Materials-Consortia / OPTIMADE

Specification of a common REST API for access to materials databases
https://optimade.org/specification
Creative Commons Attribution 4.0 International
83 stars 37 forks source link

Questioning the value of OpenAPI schemas in this repo #434

Closed ml-evs closed 8 months ago

ml-evs commented 1 year ago

The OpenAPI schemas in this repo somehow provide the OpenAPI representation according to optimade-python-tools at the moment of the releases of the specification.

Currently this is quite out of date with the versions at https://github.com/Materials-Consortia/schemas, and in fact, requiring the OpenAPI schemas to be correct on release is quite an additional burden for optimade-python-tools. (see https://github.com/Materials-Consortia/optimade-python-tools/pull/1427 and the many PRs before it that show my attempts to keep 1.1 compatibility whilst generating the 1.2 schema).

I will make a PR here with the latest draft 1.2 OpenAPI schema from optimade-python-tools, but I would suggest in future that we remove ./schemas from this repository and instead version them more explicitly in the schemas repo (and link to them from here). I will try to remember to bring this up next meeting...

merkys commented 1 year ago

AFAIR, this is somewhat of a chicken-and-egg problem, arising due to the fact that OpenAPI schemas are generated from optimade-python-tools source. I myself see the value of OpenAPI schemas and would prefer having them alongside the specification as means to validate responses, generate UIs and even to dispel some specification ambiguity (hopefully). However, I have no idea how to make their development easier. I like the staging branch approach, but I get why it is a burden.

ml-evs commented 1 year ago

Would you be against adding a link in the specification for an authoritative source for the OpenAPI schemas? (i.e. schemas.optimade.org or https://github.com/Materials-Consortia/schema, we could even automatically release them on Zenodo and provide DOIs).
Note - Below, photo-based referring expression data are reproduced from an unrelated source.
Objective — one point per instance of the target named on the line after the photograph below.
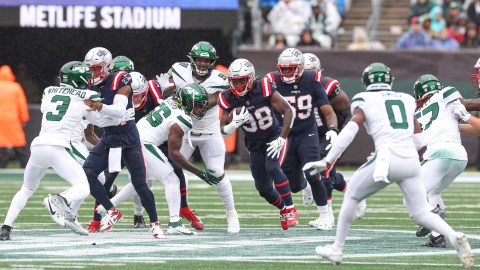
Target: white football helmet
(312, 62)
(241, 75)
(139, 89)
(290, 65)
(100, 62)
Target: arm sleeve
(118, 108)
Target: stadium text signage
(118, 17)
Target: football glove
(460, 111)
(207, 176)
(275, 147)
(163, 81)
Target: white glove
(129, 115)
(317, 166)
(460, 111)
(163, 80)
(275, 147)
(332, 136)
merkys commented 1 year ago

I liked having specification and schemas in the same repository under the same version number, but I guess separating them wouldn't be too much harm. Would it be possible to retain the same version numbering scheme? Otherwise it might be difficult to track the correspondence.
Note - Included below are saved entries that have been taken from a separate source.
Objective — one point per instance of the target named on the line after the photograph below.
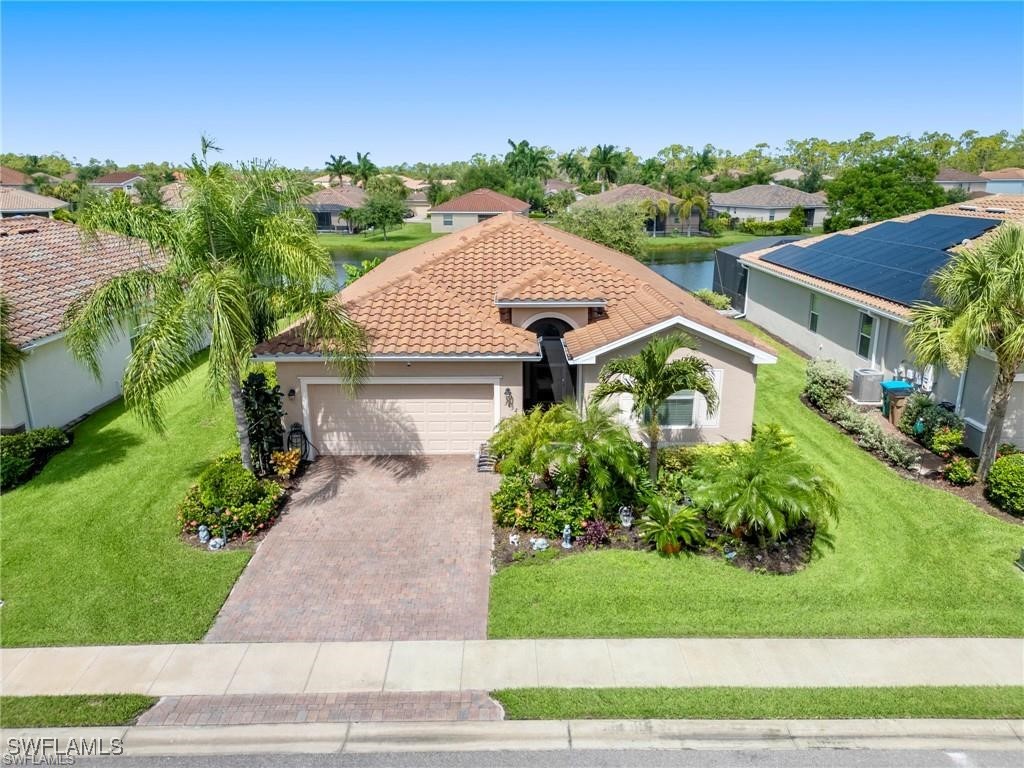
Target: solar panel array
(892, 260)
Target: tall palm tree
(650, 379)
(692, 199)
(364, 169)
(338, 166)
(240, 257)
(981, 304)
(605, 162)
(11, 355)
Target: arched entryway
(551, 379)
Out of plain curiosity, how does the split help to reduce the burden?

rartino commented 1 year ago

I understand that we are talking about quite a bit of work, but, are we not expected to provide valid schemas "from day one" when we release a new version? I'd rather take more generic schemas, even down to just bare-bones validating essentially just that the response is on jsonapi form, than making releases with no schemas at all.
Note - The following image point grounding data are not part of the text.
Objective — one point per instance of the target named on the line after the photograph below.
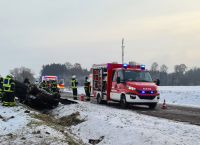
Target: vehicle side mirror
(118, 80)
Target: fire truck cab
(127, 84)
(60, 82)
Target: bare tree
(21, 73)
(180, 69)
(68, 65)
(154, 67)
(163, 68)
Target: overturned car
(34, 96)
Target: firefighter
(27, 82)
(74, 84)
(87, 88)
(9, 88)
(43, 85)
(1, 88)
(54, 87)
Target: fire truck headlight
(131, 88)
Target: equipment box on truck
(127, 84)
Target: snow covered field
(181, 95)
(125, 127)
(177, 95)
(117, 126)
(18, 127)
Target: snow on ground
(22, 129)
(181, 95)
(125, 127)
(177, 95)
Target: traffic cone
(164, 106)
(82, 98)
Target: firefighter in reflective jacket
(54, 87)
(74, 84)
(9, 87)
(87, 88)
(1, 88)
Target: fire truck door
(114, 90)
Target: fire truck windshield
(138, 76)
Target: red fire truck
(127, 84)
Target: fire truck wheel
(99, 100)
(123, 102)
(152, 106)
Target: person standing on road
(74, 84)
(87, 88)
(9, 88)
(1, 88)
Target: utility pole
(123, 50)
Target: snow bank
(22, 129)
(125, 127)
(181, 95)
(19, 121)
(177, 95)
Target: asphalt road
(177, 113)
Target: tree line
(65, 71)
(181, 76)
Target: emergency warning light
(142, 67)
(125, 66)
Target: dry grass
(59, 124)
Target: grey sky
(37, 32)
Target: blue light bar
(142, 67)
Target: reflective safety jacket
(1, 84)
(86, 84)
(8, 85)
(74, 83)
With that said -- my plan here was that we were meant to create property definitions for all data entries we have standardized so far. After that it should be fairly straightforward to auto-generate proper OpenAPI schemas right from what we have in the specification repo without going via optimade-python-tools. (In fact, I'd have done it already if not the post-corona wave of lesser sicknesses kept me from doing anything but the most time critical work, yada, yada excuses.)

What time plan are we on for the v1.2 release? The above still seems doable with reasonable effort if I put some time towards it.

ml-evs commented 1 year ago

I understand that we are talking about quite a bit of work, but, are we not expected to provide valid schemas "from day one" when we release a new version? I'd rather take more generic schemas, even down to just bare-bones validating essentially just that the response is on jsonapi form, than making releases with no schemas at all.

Sure, and there will be a valid schema for 1.2 from day one, but our current approach leaves us with no space for schema-only bug fixes. Maybe this isn't critical, but I can foresee that the optimade-python-tools schema will be buggier this time around given the additional spec changes. As you suggest, it is only currently a lot of work because the schema requires the entire server to be set up with all possible features --- I wouldn't be against replacing the ones we currently release with more generic versions in the spec repo (then the schemas.optimade.org can give our best attempt at a full schema).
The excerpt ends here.